I don't know if there was one worst thing the girls did to me, but they had a huge effect on my overall confidence. Despite the fact that I knew what they were doing was mean and wrong, a part of me always wondered if it was my fault or if I was asking for it in some way. I still have moments where I'm very self-conscious because I'm wondering what people will think or say about me.
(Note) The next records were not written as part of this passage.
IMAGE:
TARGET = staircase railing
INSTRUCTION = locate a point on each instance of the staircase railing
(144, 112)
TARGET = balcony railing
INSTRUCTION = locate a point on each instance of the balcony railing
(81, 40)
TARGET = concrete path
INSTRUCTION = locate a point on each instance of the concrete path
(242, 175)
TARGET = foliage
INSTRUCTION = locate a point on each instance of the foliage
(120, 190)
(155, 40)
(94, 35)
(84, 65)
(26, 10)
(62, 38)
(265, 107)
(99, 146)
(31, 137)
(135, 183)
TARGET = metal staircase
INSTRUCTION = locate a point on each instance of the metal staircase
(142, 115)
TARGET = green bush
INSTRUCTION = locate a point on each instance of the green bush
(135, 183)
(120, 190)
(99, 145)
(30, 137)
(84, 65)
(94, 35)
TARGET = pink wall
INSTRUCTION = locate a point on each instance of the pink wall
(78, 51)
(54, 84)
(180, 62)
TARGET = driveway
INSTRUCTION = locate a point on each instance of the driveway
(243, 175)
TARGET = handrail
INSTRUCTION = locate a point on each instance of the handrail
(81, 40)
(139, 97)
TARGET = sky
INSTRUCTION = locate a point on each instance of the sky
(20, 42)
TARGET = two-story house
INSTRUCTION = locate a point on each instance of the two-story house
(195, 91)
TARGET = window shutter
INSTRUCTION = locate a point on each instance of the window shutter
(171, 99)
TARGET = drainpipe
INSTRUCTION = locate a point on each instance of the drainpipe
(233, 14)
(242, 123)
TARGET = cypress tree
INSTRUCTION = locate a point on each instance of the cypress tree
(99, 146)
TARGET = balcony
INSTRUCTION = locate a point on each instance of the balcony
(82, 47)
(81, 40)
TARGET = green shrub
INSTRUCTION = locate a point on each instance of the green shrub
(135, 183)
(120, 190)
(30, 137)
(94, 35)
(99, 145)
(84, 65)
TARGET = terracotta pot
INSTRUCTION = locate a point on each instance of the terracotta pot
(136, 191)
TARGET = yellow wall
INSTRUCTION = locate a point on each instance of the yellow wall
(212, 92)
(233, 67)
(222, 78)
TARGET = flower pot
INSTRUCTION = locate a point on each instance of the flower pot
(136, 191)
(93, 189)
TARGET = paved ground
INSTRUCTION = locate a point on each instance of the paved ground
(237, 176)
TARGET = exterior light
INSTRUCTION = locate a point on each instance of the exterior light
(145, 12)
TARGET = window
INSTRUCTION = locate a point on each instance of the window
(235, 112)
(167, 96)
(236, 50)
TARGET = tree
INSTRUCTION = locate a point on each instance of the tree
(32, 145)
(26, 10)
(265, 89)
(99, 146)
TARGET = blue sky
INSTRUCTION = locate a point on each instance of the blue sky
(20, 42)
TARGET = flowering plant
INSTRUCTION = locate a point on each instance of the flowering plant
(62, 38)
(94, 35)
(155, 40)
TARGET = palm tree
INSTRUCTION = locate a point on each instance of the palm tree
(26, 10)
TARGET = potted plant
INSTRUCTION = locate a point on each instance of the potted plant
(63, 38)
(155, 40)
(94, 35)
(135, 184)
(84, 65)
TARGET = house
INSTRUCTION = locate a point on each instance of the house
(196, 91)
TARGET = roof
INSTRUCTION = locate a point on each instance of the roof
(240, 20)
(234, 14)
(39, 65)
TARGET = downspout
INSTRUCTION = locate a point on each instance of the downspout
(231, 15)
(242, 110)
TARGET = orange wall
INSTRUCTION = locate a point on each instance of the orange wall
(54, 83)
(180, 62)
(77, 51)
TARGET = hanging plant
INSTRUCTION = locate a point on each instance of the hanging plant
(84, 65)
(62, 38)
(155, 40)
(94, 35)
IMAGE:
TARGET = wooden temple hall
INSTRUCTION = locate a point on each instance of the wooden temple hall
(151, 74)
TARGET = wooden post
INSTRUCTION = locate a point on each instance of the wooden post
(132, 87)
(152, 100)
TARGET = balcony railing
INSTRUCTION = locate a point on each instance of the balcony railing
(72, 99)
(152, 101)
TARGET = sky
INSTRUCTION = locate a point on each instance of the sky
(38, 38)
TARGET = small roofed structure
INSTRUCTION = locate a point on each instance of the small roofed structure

I've had a ton of crazy roommates since then—my college roommate listed her number one interest as Everclear, the drink, and named her fish Sushi. She liked to party a lot, and during the first week of classes started sleeping with a male cheerleader on our floor. One night they were having such rowdy sex that my friend in the next room over, who shared a wall with her, fell off his bed.
One summer in college, I did a homestay in France. That's where I had my second opera singer roommate—this huge, six-foot-three guy with bright blond hair. I assumed he was gay—he told me he was an opera major, he loved Kelly Clarkson, and he worked at Sephora—which partially explained the makeup I saw on his dresser and the fact that he wore mascara. When we climbed stairs, he said, "These stairs are working my thighs like a Hungarian shot put." Then one day he came into my room and said, "Hey, your friends are cute. Do they have boyfriends?" I was completely speechless.
I later studied abroad in Rome too, and lived with eight other girls in one huge apartment. These girls were overwhelming—they partied a lot harder than I ever did. One had a threesome in her room. One night, two of them came back and there was blood everywhere—apparently one of them had punched a taxi driver. They never cleaned or took out the trash, and left trash bags on our balcony. I went out there once to find it covered with maggots.
But none of them could ever compare to the mean girls. After all these experiences, I guess my tolerance is really high.